JAKARTA - Dua minggu berlangsung, kudeta militer Myanmar terus mendapatkan penentangan dari berbagai elemen masyarakat yang melakukan unjuk rasa. Berbagai langkah pun diambil militer, salah satunya membatasi kebebasan pers.
Militer Myanmar memutuskan untuk mendikte media swasta dan independen di Negeri Seribu Pagoda itu, dengan melarang penyebutan junta dan rezim bersamaan dengan kata militer.
Hal ini seiring dengan arahan dan pengumuman yang dilakukan oleh Kementerian Informasi (MOI) yang dikelola oleh militer, kepada Dewan Pers Negara. Militer meminta media untuk melaporkan secara etis dan tidak memicu keresahan publik.

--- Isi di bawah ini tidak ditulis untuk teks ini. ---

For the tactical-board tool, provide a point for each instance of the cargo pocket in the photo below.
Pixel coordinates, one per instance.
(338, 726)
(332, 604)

Kementerian Informasi menyatakan sejumlah surat kabar, mingguan dan media online 'secara salah' menggunakan kata rezim dan junta, merujuk pada Dewan Administrasi Negara (SAC), yang secara konstitusinal dibentuk oleh militer.
“Jadi, wartawan dan media diinformasikan untuk tidak menggunakan rezim atau Junta untuk SAC, yang bertindak sesuai dengan ketentuan keadaan darurat, dan tidak memicu keresahan publik sambil mengikuti etika media dalam pemberitaan," bunyi pernyataan tersebut melansir The Irrawaddy.

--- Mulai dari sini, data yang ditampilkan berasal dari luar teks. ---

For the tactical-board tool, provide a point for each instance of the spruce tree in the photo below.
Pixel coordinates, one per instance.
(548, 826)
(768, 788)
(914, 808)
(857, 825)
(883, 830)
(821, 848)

Sekretaris dewan U Myint Kyaw, membenarkan kepada The Irrawaddy bahwa pernyataan MOI yang viral online itu. Ia menambahkan bahwa anggota dewan akan mengadakan pertemuan tentang arahan besok.

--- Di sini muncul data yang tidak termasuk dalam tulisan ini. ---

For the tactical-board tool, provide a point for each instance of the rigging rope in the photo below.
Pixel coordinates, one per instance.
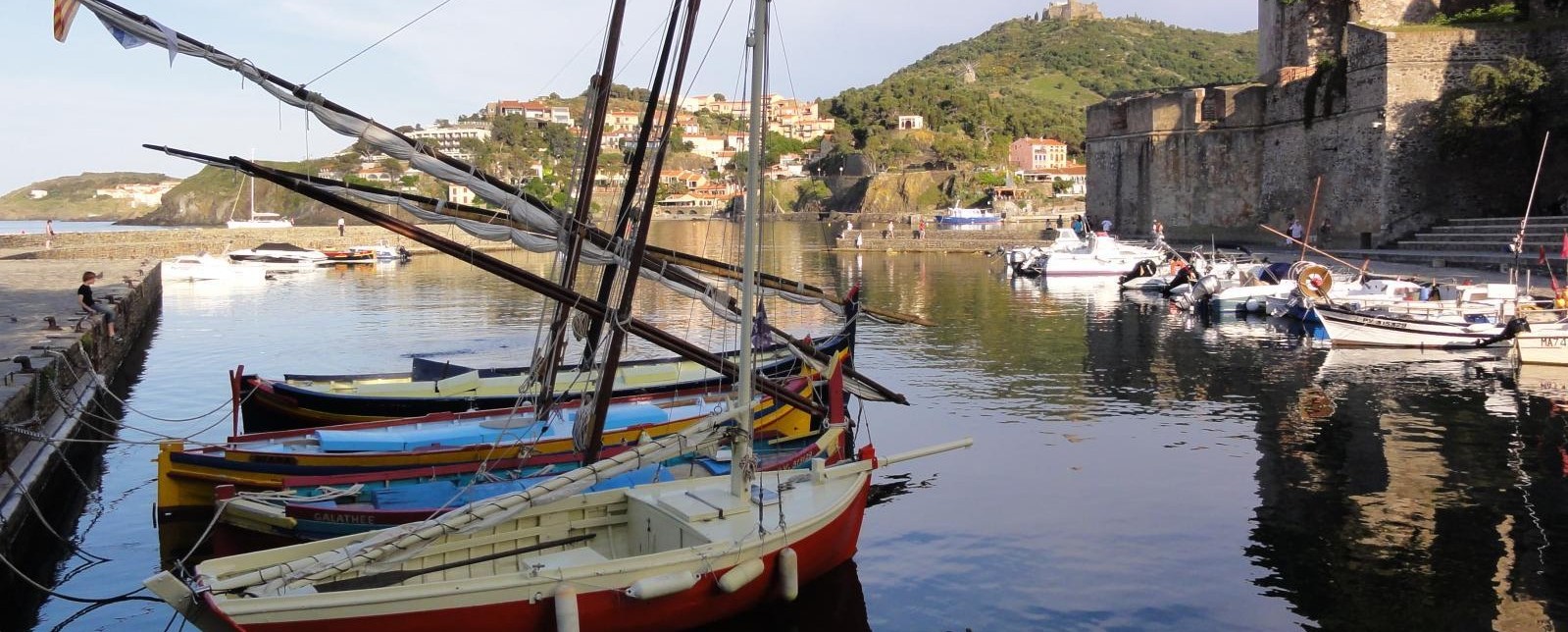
(379, 42)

Ketika ditanya tentang perintah untuk tidak menggunakan rezim, Ia berkata, itu adalah hak mereka atas kebebasan berekspresi untuk outlet berita dalam hal pemilihan kata untuk menggambarkan pemerintahan militer.
BACA JUGA:
Dia mengatakan, perintah itu mungkin merupakan langkah pertama dalam peningkatan pembatasan terhadap media.
"Saya sangat prihatin, karena kemungkinan banyak pembatasan sedang dalam proses. Seberapa mengkhawatirkan akan ada ruang bagi media independen di negara ini," tukasnya.